In cases of CCD with reduced osseous articulations and advanced imaging indicating soft tissue injury, the need for surgical intervention may remain unclear. Dynamic traction fluoroscopy can help the treating surgeon understand the extent of instability at the CCJ in this setting. Child et al. evaluated cadaveric specimens and found CCD to be an “all or nothing” phenomenon [3]. That is, either the CCJ is stable or it is not and dynamic traction fluoroscopy can clarify this when advanced imaging studies are inconclusive.

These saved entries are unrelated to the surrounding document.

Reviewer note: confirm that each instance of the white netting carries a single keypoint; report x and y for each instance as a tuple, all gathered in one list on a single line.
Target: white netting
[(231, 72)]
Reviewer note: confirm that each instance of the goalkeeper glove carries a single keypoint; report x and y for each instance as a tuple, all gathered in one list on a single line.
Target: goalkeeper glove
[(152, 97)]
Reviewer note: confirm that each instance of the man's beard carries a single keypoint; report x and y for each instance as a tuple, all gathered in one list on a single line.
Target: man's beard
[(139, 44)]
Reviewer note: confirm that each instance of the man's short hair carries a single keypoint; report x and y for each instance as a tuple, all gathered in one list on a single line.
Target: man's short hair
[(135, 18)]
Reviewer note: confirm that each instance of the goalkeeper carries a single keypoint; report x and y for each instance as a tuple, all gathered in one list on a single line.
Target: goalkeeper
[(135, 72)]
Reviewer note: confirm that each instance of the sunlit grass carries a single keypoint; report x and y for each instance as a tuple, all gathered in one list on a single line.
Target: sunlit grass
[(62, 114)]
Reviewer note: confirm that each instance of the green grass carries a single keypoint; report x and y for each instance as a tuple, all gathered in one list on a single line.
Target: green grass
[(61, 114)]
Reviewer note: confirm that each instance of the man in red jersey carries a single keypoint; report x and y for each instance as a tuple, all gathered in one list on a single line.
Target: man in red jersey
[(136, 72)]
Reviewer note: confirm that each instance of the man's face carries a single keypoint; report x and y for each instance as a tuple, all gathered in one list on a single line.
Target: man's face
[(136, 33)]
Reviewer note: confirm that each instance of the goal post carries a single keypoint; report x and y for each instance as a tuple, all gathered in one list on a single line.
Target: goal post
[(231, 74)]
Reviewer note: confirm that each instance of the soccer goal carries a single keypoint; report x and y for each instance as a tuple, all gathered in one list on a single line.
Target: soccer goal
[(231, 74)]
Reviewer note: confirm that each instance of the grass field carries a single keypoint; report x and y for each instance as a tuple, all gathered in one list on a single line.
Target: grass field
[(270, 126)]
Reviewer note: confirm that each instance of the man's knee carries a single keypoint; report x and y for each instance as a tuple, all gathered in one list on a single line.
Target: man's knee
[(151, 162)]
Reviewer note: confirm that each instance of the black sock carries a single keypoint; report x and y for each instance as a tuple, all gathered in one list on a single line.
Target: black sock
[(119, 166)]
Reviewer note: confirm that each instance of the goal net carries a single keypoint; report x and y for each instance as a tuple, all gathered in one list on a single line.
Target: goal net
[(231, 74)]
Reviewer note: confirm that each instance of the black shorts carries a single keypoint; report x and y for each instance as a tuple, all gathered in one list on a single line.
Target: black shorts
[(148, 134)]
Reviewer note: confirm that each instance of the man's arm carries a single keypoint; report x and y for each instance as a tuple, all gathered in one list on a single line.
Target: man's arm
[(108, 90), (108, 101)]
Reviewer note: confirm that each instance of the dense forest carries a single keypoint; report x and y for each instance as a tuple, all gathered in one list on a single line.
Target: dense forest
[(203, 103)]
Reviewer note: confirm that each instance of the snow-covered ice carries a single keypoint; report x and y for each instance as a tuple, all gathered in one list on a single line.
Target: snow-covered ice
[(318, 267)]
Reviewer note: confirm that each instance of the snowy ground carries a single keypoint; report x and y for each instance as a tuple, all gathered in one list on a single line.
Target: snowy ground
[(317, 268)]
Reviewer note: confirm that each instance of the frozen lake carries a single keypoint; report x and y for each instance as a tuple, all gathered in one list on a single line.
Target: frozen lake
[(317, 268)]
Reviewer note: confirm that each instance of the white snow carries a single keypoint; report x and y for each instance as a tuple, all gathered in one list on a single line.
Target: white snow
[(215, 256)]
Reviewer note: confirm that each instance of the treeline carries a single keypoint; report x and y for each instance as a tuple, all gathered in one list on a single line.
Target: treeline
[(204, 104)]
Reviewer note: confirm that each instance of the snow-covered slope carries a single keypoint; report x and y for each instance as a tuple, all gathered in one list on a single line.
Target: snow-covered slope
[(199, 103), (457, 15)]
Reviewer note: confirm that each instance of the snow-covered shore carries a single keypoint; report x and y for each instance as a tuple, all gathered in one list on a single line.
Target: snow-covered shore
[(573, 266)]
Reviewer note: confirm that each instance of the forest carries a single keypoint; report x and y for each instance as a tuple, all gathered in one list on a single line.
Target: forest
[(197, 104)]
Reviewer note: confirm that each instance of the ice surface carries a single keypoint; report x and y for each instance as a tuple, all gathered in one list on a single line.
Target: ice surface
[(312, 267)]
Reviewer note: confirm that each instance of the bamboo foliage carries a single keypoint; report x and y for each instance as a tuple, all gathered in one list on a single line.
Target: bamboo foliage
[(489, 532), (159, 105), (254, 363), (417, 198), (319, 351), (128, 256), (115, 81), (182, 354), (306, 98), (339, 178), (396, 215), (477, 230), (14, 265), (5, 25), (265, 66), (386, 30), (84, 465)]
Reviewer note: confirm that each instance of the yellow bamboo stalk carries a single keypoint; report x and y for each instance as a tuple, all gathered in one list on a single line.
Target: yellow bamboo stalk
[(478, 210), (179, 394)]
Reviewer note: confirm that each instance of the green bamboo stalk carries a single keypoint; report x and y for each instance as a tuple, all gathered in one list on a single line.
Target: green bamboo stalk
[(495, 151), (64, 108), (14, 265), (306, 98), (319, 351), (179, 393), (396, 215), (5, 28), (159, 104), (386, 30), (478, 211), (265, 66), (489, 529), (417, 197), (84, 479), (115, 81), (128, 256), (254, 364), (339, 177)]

While this practice has limited indications in the initial evaluation of trauma patients, it can provide valuable information regarding the need for surgical intervention in unclear clinical settings and can be performed safely in the hands of a competent spine surgeon.

After diagnosis of CCD is made, to lessen the risk of further injury, patients with CCD should have the CCJ immobilized and definitively stabilized emergently. Traction is strictly contraindicated and cervical collars should be avoided as they can produce longitudinal distraction [11].

Surgical stabilization of the CCJ requires at least occiput to C2 rigid posterior cervical instrumentation and fusion [6]. Many of the ligamentous stabilizers of the CCJ extend caudally to the C1 ring. For this reason, stopping fixation constructs short of C2 would be ineffective, even if the primary distractive injury were identified between the occiput and C1. Occiput to C2 fusion for this injury is a reliable technique with 0/48 patients receiving fusion for CCD developing pseudarthrosis or hardware failure [7].

4. Conclusion

While CCD is generally a neurologically devastating injury, a high index of suspicion, even without abnormal traditional radiographic measurements, may prevent injury in select patients who present without gross cord compromise. Careful consideration of associated fractures, soft tissue injuries, and mechanism of injury are essential clues to the correct diagnosis and management of injuries to the CCJ.

Ethical Approval

This study was reviewed and approved by the Institutional Review Board of the University of Washington, Seattle, WA, where this study was performed.

Competing Interests

The authors declare that they have no competing interests.